Histopathological Changes in the Kidney following Congestive Heart Failure by Volume Overload in Rats

1Department of Anaesthesiology and Intensive Care Medicine, Charité University Berlin, Campus Virchow Klinikum and Campus Charité Mitte, Berlin, Germany
2Department of Anatomy, Ludwig-Maximilians-University Munich, Munich, Germany

Correspondence should be addressed to Shaaban A. Mousa; ed.etirahc@asuom.nabaahs

Received 22 February 2017; Revised 7 April 2017; Accepted 2 May 2017; Published 31 July 2017

Academic Editor: Sidhartha D. Ray

Copyright © 2017 Noureddin B. Aboryag et al. This is an open access article distributed under the Creative Commons Attribution License, which permits unrestricted use, distribution, and reproduction in any medium, provided the original work is properly cited.

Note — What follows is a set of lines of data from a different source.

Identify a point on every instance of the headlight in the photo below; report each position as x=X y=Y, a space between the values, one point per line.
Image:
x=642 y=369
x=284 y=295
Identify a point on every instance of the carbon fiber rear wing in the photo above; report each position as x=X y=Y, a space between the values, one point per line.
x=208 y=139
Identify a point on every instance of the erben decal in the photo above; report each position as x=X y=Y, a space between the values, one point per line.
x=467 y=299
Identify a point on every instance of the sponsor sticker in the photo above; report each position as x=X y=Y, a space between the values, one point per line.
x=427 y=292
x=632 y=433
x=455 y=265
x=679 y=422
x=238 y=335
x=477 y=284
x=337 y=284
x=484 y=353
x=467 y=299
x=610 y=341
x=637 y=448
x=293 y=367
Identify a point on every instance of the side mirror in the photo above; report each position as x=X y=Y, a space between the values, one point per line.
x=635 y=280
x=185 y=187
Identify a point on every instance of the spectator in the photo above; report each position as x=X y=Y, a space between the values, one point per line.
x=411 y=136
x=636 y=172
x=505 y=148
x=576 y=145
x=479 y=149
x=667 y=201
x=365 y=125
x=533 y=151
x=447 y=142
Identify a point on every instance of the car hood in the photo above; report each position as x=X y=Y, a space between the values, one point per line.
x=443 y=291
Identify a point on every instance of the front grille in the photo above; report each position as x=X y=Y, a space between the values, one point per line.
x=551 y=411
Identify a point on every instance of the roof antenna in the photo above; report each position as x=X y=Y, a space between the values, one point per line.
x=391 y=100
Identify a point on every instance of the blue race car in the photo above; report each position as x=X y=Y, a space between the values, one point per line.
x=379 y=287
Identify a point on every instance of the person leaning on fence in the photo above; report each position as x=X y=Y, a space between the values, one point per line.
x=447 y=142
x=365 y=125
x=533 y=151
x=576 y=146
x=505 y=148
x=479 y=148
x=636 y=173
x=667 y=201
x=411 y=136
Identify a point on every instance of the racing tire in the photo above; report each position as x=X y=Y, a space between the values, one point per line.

Background. This study investigated histopathological changes and apoptotic factors that may be involved in the renal damage caused by congestive heart failure in a rat model of infrarenal aortocaval fistula (ACF). Methods. Heart failure was induced using a modified approach of ACF in male Wistar rats. Sham-operated controls and ACF rats were characterized by their morphometric and hemodynamic parameters and investigated for their histopathological, ultrastructural, and apoptotic factor changes in the kidney. Results. ACF-induced heart failure is associated with histopathological signs of congestion and glomerular and tubular atrophy, as well as nuclear and cellular degeneration in the kidney. In parallel, overexpression of proapoptotic Bax protein, release of cytochrome C from the outer mitochondrial membrane into cell cytoplasm, and nuclear transfer of activated caspase 3 indicate apoptotic events. This was confirmed by electron microscopic findings of apoptotic signs in the kidney such as swollen mitochondria and degenerated nuclei in renal tubular cells. Conclusions. This study provides morphological evidence of renal injury during heart failure which may be due to caspase-mediated apoptosis via overexpression of proapoptotic Bax protein, subsequent mitochondrial cytochrome C release, and final nuclear transfer of activated caspase 3, supporting the notion of a cardiorenal syndrome.